Minicells as a Damage Disposal Mechanism in Escherichia coli.

Many bacteria produce small, spherical minicells that lack chromosomal DNA and therefore are unable to proliferate. Although minicells have been used extensively by researchers as a molecular tool, nothing is known about why bacteria produce them. Here, we show that minicells help cells to rid themselves of damaged proteins induced by antibiotic stress. By comparing the survival and growth rates of wild-type strains with the mutant, which produces excess minicells, we found that the mutant was more resistant to streptomycin. To determine the effects of producing minicells at the single-cell level, we also tracked the growth of lineages by microscopy. We were able to show that the mutant increased the production of minicells in response to a higher level of the antibiotic. When we compared two sister cells, in which one produced minicells and the other did not, the daughters of the former had a shorter doubling time at this higher antibiotic level. Additionally, we found that minicells were more likely produced at the mother's old pole, which is known to accumulate more aggregates. More importantly, by using a fluorescent IbpA chaperone to tag damage aggregates, we found that polar aggregates were contained by and ejected with the minicells produced by the mother bacterium. These results demonstrate for the first time the benefit to bacteria for producing minicells. Bacteria have the ability to produce minicells, or small spherical versions of themselves that lack chromosomal DNA and are unable to replicate.

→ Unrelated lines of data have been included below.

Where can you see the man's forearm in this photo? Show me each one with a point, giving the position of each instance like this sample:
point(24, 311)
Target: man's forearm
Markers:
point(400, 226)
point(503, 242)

A minicell can constitute as much as 20% of the cell's volume. Although molecular biology and biotechnology have used minicells as laboratory tools for several decades, it is still puzzling that bacteria should produce such costly but potentially nonfunctional structures. Here, we show that bacteria gain a benefit by producing minicells and using them as a mechanism to eliminate damaged or oxidated proteins. The elimination allows the bacteria to tolerate higher levels of stress, such as increasing levels of streptomycin. If this mechanism extends from streptomycin to other antibiotics, minicell production could be an overlooked pathway that bacteria are using to resist antimicrobials.